248 Einsätze, über 14.000 ehrenamtliche Stunden und starke Nachwuchsarbeit – das ist die beeindruckende Jahresbilanz der Freiwilligen Feuerwehr Spittal an der Drau.
Fast jeden Tag ein Einsatz! Der Ausdruck „rund um die Uhr“ ist bei der FF kaum übertrieben. Demensprechend stolz präsentierte auch Kommandant Johannes Trojer die beeindruckende Leistungsbilanz der 101 Mitglieder starken Wehr im Spittaler Sicherheitszentrum. Im Vorjahr hatte die Feuerwehr Spittal an der Drau insgesamt 248 Einsätze zu bewältigen. Davon entfielen 157 auf technische Einsätze und 91 auf Brandeinsätze. Letztere beinhalten unter anderem 49 Alarmierungen durch automatische Brandmeldeanlagen sowie zwölf Einsätze aufgrund ausgelöster Heimrauchmelder. Jeder dieser Ausrückungen verlangte von den Florianijüngern mehrere Stunden ehrenamtlichen Einsatz. So leisteten die Spittaler sage und schreibe 14.118 ehrenamtliche Stunden (Einsätze, Aus- und Weiterbildung sowie Übungen sind hier inkludiert).
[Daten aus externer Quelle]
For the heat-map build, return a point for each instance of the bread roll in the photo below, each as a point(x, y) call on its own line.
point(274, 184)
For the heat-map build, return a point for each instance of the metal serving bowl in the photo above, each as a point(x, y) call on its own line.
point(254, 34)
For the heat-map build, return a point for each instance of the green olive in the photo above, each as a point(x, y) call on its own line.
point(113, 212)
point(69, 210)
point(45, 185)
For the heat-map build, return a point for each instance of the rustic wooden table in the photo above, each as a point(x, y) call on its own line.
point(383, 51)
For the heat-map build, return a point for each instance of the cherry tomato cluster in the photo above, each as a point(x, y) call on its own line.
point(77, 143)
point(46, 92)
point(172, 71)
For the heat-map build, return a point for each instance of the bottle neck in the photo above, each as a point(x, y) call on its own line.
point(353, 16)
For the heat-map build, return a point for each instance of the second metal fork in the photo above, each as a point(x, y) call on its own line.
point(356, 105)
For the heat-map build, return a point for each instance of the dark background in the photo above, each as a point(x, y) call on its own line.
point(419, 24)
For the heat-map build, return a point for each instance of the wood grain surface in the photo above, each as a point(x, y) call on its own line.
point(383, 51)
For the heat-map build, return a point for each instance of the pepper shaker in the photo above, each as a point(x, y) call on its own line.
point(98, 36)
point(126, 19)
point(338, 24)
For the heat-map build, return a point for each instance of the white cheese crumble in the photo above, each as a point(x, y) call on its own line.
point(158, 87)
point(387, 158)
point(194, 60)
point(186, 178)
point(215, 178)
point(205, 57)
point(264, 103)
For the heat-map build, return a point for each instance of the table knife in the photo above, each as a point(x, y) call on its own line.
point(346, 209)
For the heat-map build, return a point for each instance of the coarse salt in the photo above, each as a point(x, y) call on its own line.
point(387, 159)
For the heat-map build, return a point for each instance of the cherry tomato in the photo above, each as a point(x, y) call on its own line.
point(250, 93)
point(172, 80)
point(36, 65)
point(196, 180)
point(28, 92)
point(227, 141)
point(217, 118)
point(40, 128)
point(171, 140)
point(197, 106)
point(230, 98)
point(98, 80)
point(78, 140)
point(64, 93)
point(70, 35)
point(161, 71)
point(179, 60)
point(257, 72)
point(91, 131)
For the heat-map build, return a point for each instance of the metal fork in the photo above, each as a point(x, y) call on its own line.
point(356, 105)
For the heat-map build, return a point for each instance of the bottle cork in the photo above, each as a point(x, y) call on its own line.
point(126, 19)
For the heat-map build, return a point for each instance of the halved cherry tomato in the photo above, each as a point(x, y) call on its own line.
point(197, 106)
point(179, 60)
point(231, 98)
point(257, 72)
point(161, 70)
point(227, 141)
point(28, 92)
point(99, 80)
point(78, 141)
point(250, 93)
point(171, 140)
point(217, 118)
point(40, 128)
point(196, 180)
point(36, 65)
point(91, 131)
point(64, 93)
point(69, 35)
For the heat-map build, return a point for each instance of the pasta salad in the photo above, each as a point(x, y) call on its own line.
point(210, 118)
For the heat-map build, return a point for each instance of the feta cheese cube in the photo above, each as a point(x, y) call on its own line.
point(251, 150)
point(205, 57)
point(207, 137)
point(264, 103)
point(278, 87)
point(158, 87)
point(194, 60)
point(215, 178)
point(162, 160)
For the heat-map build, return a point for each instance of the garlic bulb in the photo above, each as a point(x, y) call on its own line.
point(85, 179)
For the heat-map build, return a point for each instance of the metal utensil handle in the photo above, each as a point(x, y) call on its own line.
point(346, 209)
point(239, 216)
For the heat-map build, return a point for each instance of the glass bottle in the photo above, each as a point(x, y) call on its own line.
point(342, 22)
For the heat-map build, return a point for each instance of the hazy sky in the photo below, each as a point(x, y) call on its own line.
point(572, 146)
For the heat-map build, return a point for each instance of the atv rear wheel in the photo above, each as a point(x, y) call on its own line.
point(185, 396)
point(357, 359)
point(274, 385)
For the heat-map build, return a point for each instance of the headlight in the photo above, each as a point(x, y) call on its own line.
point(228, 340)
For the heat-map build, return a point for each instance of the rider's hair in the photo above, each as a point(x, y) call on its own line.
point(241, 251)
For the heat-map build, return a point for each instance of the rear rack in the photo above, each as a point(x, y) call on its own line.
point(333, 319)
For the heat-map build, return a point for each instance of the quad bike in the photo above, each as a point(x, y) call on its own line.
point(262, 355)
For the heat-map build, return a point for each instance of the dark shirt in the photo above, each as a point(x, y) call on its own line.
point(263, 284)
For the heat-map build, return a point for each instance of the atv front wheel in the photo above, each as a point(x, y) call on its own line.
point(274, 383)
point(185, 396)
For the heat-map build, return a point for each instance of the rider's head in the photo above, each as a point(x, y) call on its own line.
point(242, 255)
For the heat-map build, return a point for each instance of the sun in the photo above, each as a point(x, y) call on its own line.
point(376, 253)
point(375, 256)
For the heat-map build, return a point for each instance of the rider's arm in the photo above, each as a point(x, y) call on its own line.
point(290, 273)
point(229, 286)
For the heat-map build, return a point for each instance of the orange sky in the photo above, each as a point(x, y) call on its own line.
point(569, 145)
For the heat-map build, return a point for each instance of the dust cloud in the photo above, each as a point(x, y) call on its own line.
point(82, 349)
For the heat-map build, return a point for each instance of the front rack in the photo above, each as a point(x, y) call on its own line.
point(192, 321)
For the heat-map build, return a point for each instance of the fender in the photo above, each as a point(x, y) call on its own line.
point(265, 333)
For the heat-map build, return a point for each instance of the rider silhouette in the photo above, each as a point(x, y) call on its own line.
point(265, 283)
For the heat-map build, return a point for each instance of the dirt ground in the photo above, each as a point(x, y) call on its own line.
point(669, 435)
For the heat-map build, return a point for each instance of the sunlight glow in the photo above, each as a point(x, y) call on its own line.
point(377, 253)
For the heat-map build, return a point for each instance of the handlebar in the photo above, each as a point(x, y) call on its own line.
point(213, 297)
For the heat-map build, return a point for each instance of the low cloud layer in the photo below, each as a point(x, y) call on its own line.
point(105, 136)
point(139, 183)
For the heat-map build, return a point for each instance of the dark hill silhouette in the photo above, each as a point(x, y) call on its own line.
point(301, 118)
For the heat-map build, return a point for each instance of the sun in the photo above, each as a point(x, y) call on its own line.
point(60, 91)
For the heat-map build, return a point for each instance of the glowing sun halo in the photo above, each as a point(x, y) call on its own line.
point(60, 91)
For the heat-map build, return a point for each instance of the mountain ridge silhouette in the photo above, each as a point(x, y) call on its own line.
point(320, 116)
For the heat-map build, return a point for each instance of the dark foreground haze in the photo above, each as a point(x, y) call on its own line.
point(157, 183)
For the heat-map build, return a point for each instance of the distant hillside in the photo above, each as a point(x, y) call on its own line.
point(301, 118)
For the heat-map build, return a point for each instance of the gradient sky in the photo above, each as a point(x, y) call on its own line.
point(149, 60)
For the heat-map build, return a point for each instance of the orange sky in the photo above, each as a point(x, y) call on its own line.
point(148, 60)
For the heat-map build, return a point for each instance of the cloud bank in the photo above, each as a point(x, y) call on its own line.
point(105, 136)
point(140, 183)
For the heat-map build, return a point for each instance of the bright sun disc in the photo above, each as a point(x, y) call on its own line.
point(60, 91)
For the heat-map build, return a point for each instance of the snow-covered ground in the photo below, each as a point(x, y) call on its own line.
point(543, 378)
Für umliegende Gemeinden bereit
Als Stützpunktfeuerwehr der Rangordnung 1 rückte die Feuerwehr Spittal an der Drau insgesamt 29 Mal zu Einsätzen außerhalb ihres örtlichen Zuständigkeitsbereiches aus und stellte damit eine wertvolle Unterstützung für die umliegenden Gemeinden dar. Häufig erfolgte die Unterstützung bei Brandeinsätzen und Personenrettungen mittels Drehleiter sowie dem Ladekran des Schweren Rüstfahrzeuges. Auch der Einsatz des Atemschutzfahrzeuges sowie die Unterstützung mit Tanklöschfahrzeugen und zusätzlichen Atemschutzgeräteträgern waren vielfach erforderlich. Zu den außergewöhnlichen Einsätzen des vergangenen Jahres zählten unter anderem ein Nebengebäudebrand im Auenweg, mehrere schwere Verkehrsunfälle auf der Tauernautobahn sowie auf umliegenden Bundesstraßen, ein größerer Heckenbrand sowie der Brand einer Acetylengasflasche in einer KFZ-Werkstatt, eine Personenrettung aus der Lieser, ein Wohnungsbrand in der Rizzistraße sowie der Brand mehrerer Müllcontainer in der 10.-Oktober-Straße, der die Evakuierung eines gesamten Wohnkomplexes erforderlich machte.
„Nachtaktive“ Feuerwehr
23 Einsätze fanden dabei in der Zeit zwischen 22:00 Uhr und 06:00 Uhr statt. „Diese Leistungen wurden zu jeder Tages- und Nachtzeit sowie bei jedem Wetter erbracht“, zeigte sich Kommandant Johannes Trojer stolz über das Engagement seiner Mannschaft. Dass dieser Einsatz honoriert wird, zeigt die Liste der Ehrengäste bei der JHV: Bgm. Gerhard Köfer, BH Markus Lerch, Bezirksfeuerwehrkommandant Kurt Schober, AFK Rene Schober, der Leiter der Autobahnpolizei Spittal, Hans-Peter Fröschl, sowie der Kommandant des Jägerbataillons 26, Oberst Udo Hofer waren gekommen. Die JHV war gekrönt von mehreren Neuaufnahmen, Beförderungen und Ehrungen, wie z. B. für die 50-jährige Mitgliedschaft von Bernd Sengseis und Gerhard Weiss.